Mar 14

So, who makes the iPhone? No, not Apple.

Category: iPhoneNEWS

So, who makes the iPhone?
Who makes the iPhone? If you answered ‘Apple’, you’re wrong. The iPhone is a global effort. Tens of thousands of people at more than 30 companies on 3 continents work together to make Apple’s first phone possible.

Apple, of course, designs the product, and also created the single most important ‘component’ – the software that gives the iPhone its unique personality.

But, while Apple gets the credit, behind the scenes there are a host of other players, each of which has to build and deliver complex parts on schedule to make the iPhone possible.

The ‘Famous’ Suppliers
Some of them are well known names, like US-based Intel, which supplies the NOR flash chips which hold the iPhone’s updatable system software; and Korea’s Samsung, which makes the video processor IC. Two famous names from consumer electronics, Japan’s Sharp and Sanyo Epson, are among the suppliers of the phone’s bright 3.5-inch display.

The Unknown Suppliers
Then there are the unknowns, each of which plays a small but vital role.
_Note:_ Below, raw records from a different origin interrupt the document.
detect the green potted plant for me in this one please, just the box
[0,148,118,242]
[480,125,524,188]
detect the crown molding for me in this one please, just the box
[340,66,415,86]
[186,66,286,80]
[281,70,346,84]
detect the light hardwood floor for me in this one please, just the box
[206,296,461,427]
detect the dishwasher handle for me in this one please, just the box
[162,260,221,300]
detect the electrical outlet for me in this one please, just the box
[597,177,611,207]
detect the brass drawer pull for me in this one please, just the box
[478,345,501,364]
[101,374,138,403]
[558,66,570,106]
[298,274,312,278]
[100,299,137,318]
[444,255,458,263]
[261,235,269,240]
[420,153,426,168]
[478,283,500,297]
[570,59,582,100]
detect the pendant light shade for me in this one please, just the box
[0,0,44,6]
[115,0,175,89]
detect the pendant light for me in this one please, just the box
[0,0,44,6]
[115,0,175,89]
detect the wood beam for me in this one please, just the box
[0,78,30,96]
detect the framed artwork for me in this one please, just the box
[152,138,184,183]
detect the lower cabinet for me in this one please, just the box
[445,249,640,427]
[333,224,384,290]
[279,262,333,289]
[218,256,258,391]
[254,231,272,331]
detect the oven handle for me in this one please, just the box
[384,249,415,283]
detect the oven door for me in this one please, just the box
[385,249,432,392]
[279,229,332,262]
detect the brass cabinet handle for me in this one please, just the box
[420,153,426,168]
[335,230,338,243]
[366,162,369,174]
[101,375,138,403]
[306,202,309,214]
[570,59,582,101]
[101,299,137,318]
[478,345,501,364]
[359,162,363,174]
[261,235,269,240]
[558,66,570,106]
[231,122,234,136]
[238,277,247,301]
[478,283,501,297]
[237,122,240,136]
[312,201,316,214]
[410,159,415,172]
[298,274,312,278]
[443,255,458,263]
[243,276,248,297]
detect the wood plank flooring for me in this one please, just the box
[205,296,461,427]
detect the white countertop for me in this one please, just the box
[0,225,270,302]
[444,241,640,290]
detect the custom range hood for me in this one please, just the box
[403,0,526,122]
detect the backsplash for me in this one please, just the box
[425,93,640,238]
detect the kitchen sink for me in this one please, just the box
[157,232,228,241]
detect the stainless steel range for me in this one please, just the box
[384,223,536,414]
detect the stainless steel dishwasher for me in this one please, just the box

Ever heard of Balda AG? Chinese factories owned by this German firm make the touch sensitive modules which are fixed onto the iPhone’s LCD to make its innovative multi-touch control possible. It’s also Balda’s technology which allowed Apple to switch to a tough scratch-resistant glass screen, to avoid the complaints over scratching that tainted the iPod Nano launch.

Another low profile firm, the UK’s Cambridge Silicon Radio (CSR), is the creator of the iPhone’s Bluetooth module, in a deal that reportedly earns the integrated circuit design house $1.20 for each iPhone made.

You might have heard of the companies behind a few of the other iPhone chips – if you’ve ever wrestled with network driver installation on a PC. Marvell designs the WiFi chip, for example. Broadcomm, best known for its networking chips, is the company behind the specialized interface chip that interprets the movement of your fingers on the multitouch screen.

While these chips are designed in Europe or the US, most of them aren’t made there. Instead they are rolling off production lines in Asia, from companies like Taiwan Semiconductor Manufacturing Co (TSMC), undoubtedly the world’s biggest unknown chip maker, or its slightly smaller rival, United Microelectronic Corp (UMC) – both companies are based in Taiwan.

Final Assembly Mystery
No matter where the iPhone’s myriad components are made, they all end up in one place: the factories of a lead contractor whose identity is now no longer a mystery. Apple’s iPod manufacturing partner, Taiwan’s Foxconn – also known as Hon Hai Precision - is the company that assembled the hundreds of components into a sleek iPhone.

Finally, it is at Foxconn’s facility that the chips are planted onto printed circuit boards supplied by Taiwan’s Unimicron Technology Corp. Then all the components are fitted into the metal & plastic (2G) or the polycarbonate case (3G, 3GS) to make a completed iPhone, ready for shipment to the US.